A new beginning

Today was my last day as Director of Commercialization Services at Simbex, a medical device design and development firm in Lebanon, NH. This week also marked the 5th year since I accepted my fulltime role there after initially coming onboard as a postdoc in 2019. I calculated that I’ve led 54 projects in that time – providing consulting on commercial viability by assessing care pathway, clinical workflow, regulatory, reimbursement, evidence generation, and market opportunity for products including:

  • Digital therapeutic for teenagers with depression
  • Pressure sensing footwear for gait analysis
  • Upper extremity robotic rehabilitation system
  • Brain computer interface for stroke rehabilitation
  • Lower extremity exoskeleton for foot drop
  • Modular walkway for mobility and balance screening
  • Sensor to monitor prosthetic wear-time and step count  

Another part of my role at Simbex has been to develop curriculum and educational programming for several accelerator programs: Dartmouth Innovations Accelerator for Digital Health, TREAT cohort (NIH funded P2CHD 086841), DRIVEN Peer2Peer (NIH funded UT2GM130176), Dartmouth Innovations Accelerator for Cancer.

It has been a great experience, full of learning and growing. Although I’m moving on, I am not moving very far away. I will be working nearby at Dartmouth College as the Program Manager for Entrepreneurship at Geisel. As mentioned above, I had already been involved in the Dartmouth Accelerator programs as a contractor through Simbex, but I jumped at the opportunity to focus on this fulltime.

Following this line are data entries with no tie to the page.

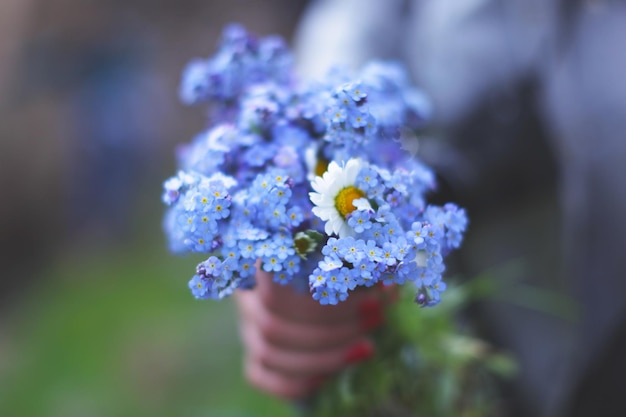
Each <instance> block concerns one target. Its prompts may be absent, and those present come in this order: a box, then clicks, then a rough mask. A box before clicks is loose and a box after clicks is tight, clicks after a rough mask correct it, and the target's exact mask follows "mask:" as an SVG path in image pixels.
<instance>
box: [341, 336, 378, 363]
mask: <svg viewBox="0 0 626 417" xmlns="http://www.w3.org/2000/svg"><path fill="white" fill-rule="evenodd" d="M373 354H374V346H373V345H372V343H371V342H368V341H363V342H359V343H357V344H356V345H354V346H352V348H350V350H348V352H347V353H346V356H345V359H344V360H345V362H346V363H355V362H360V361H363V360H365V359H368V358H370V357H371V356H372V355H373Z"/></svg>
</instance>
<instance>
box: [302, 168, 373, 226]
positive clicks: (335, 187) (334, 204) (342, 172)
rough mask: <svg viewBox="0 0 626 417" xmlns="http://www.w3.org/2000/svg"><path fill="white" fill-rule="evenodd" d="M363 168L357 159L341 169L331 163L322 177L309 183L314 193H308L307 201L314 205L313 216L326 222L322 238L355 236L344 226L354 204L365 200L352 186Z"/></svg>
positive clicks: (313, 192)
mask: <svg viewBox="0 0 626 417" xmlns="http://www.w3.org/2000/svg"><path fill="white" fill-rule="evenodd" d="M365 166H366V164H365V163H364V162H363V161H361V160H360V159H350V160H349V161H348V162H347V163H346V164H344V165H343V166H340V165H339V164H337V163H336V162H334V161H333V162H331V163H330V164H329V165H328V170H327V171H326V172H325V173H324V175H323V176H321V177H315V179H313V181H311V186H312V187H313V190H314V191H315V192H311V193H309V198H310V199H311V201H312V202H313V204H315V207H313V214H315V215H316V216H317V217H319V218H320V219H322V220H323V221H325V222H326V224H325V225H324V230H325V231H326V234H328V235H331V234H333V233H334V234H336V235H338V236H339V237H340V238H342V237H347V236H353V235H354V234H355V232H354V230H353V229H352V228H351V227H350V226H348V222H347V217H348V215H349V214H350V213H352V212H353V211H354V210H356V209H357V208H356V207H355V205H354V201H355V200H358V199H362V198H364V197H365V196H366V195H365V192H363V191H362V190H360V189H359V188H357V187H356V186H355V185H354V183H355V182H356V177H357V175H358V174H359V172H360V171H361V169H362V168H364V167H365Z"/></svg>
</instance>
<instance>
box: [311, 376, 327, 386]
mask: <svg viewBox="0 0 626 417" xmlns="http://www.w3.org/2000/svg"><path fill="white" fill-rule="evenodd" d="M327 379H328V377H327V376H326V375H318V376H314V377H313V378H311V380H310V381H309V386H310V387H311V388H313V389H316V388H319V387H320V386H322V385H323V384H324V382H326V380H327Z"/></svg>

In many ways, changing to a university setting feels like coming home. I grew up in a college town, and I took classes there as soon as I was deemed “tall enough to look like a college student” (which in my case, was age 13). I think that because I was so young, it sort of imprinted on me like a duckling and I keep returning to it. There is an unmatched sense of potential and energy on a bustling campus. I am excited to be a part of that again, hopefully contributing a touch of real-world expertise that will help academic innovators translate their brilliant ideas out of the lab and into the clinic.

I am starting Dextraworks as a side project so that I can continue to offer consulting and research services for innovators who could use a push in the right direction for commercializing their medtech products. At first, those jobs will come via continued partnership with Simbex. But as all things do, I am sure that it will morph over the years. Let’s see where this goes!